05 : not alone

1.1K 79 0
                                    

"Hari ini ceritanya sedikit lebih panjang ya?"

"Ya, pak Liandra, saya memiliki banyak teman di sekitar saya yang membuat saya harus menulis lebih banyak untuk menceritakannya."

"Teruskan." Lelaki dengan jas putih dan kacamata yang bertengger di hidungnya itu mengulum senyum dan meletakkan kembali sebuah kertas dengan tulisan tangan di mejanya, "Akan lebih baik jika cerita-cerita menarik ini bisa membawa anda untuk menciptakan sebuah karya."

Sosok seumurannya yang duduk di kursi pasien itu terkekeh, "Akan saya pikirkan dan pertimbangkan."

"Kalau begitu, konsultasi hari ini saya izin akhiri ya. Sudah banyak kemajuan, dan saya berharap saya tidak perlu menerima anda sebagai pasien lagi di masa depan."

Lelaki yang tak lain adalah Liandra Naraka itu bangkit dari posisi duduknya seraya melepas kacamatanya dan menyalami sosok didepannya.

"Terima kasih Pak."

Sang lawan bicara, lelaki dengan hoodie abu tua itu tersenyum tipis dan bangkit untuk keluar dari ruangan psikologi tersebut.

Selang beberapa detik setelah keluar, pintu ruangan milik Liandra kembali dibuka, Ia mendapati sosok yang sama seperti yang baru saja hadir sebagai pasiennya tadi.

"Mau ikut gak lo?"

Liandra mendengus dan menahan tawanya, "Wah, anda sangat profesional sekali ya pak Haidan Azzarren."

"Kenapa masalahnya?
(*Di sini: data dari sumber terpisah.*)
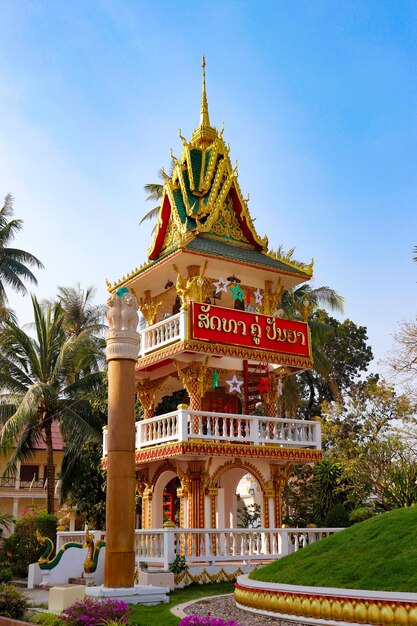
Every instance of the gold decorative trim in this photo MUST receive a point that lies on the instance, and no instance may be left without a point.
(288, 360)
(328, 607)
(204, 577)
(209, 448)
(237, 463)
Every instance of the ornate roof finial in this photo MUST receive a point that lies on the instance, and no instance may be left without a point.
(204, 116)
(204, 134)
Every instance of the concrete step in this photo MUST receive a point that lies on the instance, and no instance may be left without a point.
(77, 581)
(139, 594)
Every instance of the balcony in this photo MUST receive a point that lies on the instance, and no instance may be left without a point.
(184, 425)
(163, 333)
(218, 330)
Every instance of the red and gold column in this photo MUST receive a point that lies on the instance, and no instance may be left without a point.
(196, 500)
(146, 391)
(122, 347)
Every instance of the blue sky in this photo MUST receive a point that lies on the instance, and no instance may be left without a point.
(319, 102)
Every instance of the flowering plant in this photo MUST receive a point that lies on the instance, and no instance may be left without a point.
(13, 604)
(205, 620)
(94, 611)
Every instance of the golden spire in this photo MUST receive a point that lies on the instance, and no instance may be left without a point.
(204, 116)
(204, 134)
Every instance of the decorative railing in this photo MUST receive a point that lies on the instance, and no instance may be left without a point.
(163, 333)
(160, 546)
(184, 424)
(76, 536)
(8, 481)
(16, 483)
Gue bukan pasien sekarang, dan Lo juga bukan psikolog gue."

"Yayaya, kemana?"

"Galeri, Sangga mau kesana."

"Yang lain?"

"Yang lain mah kerja ege, kan cuma si Sangga yang selalu free lahir batin."

Mendengar itu Liandra mengangguk paham,  benar juga, kan hanya Sangga yang anak tunggal kaya raya dan bebas dari beban.

"Duluan aja, nanti gue nyusul, gue masih ada satu pasien setelah ini."

Arren mengangguk, Ia kembali menutup pintu setelah melambaikan tangannya. Namun dua detik kemudian kembali membukanya lagi.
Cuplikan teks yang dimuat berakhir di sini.